A direção de Ricardo Steele é carinhosa com o texto e a concepção do espetáculo. Os cenários e figurinos, também a ele creditados, são de extremo bom gosto envolvendo além das crianças, o espectador adulto com suas lembranças mais felizes da infância, como se novamente abrisse um velho e colorido livro de histórias. A mágica porém se quebra pela utilização de algumas expressões que faziam o maior sucesso na época que o texto foi concebido, como vou fundir a cuca e estou na fossa, mas que, definitivamente, caíram no esquecimento e ficam perdidos para o público infantil, ainda mais quando se mistura tudo isso com referências a boneca Barbie e a tartarugas Ninja.
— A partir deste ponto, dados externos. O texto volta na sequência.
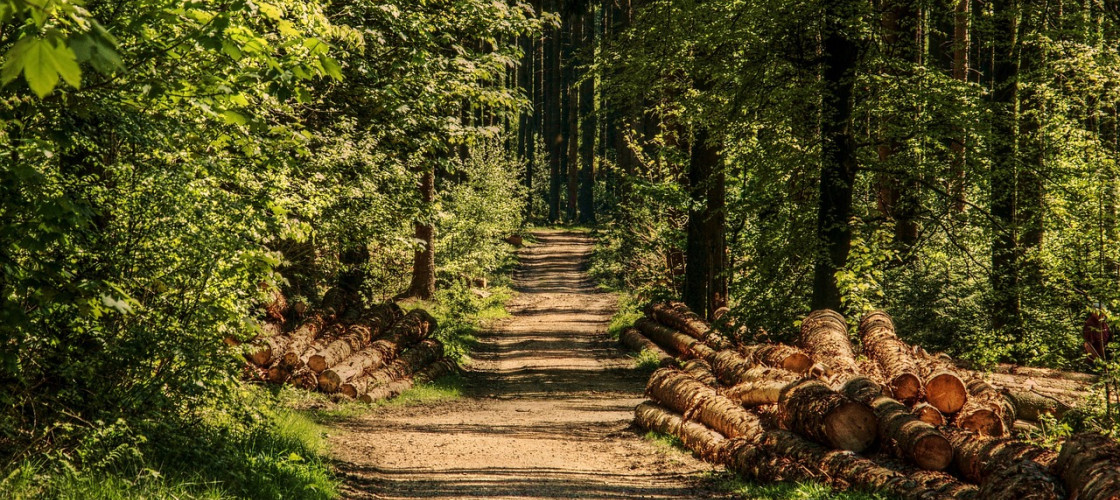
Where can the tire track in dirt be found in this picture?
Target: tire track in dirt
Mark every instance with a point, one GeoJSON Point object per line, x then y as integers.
{"type": "Point", "coordinates": [547, 411]}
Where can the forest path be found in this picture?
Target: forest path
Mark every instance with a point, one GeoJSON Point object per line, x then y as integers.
{"type": "Point", "coordinates": [547, 411]}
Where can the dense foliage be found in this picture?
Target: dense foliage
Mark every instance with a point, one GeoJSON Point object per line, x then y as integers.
{"type": "Point", "coordinates": [926, 232]}
{"type": "Point", "coordinates": [170, 165]}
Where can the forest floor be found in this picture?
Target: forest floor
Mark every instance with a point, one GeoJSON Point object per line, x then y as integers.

Em cena, os atores formam um conjunto harmônico, superando algumas deficiências técnicas como o play back que dublam com a desenvoltura com que dançam a coreografia de Perla Rotstein. José Luiz Peres compõe o seu príncipe mago com muito humor, sem no entanto perder a ternura que o personagem exige. Adriana Perusin faz uma fresquíssima boneca de porcelana e é a pedra no sapato da cativante trapinho de Cica Rondinelli. Pedro Faraco faz um palhacinho realmente de circo, com cambalhotas e saltos mortais.

O Sapateiro do Rei, é uma peça para o público infantil, mas atinge mesmo alguns adultos sonhadores que andam perdidos por aí e que acreditam em happy end.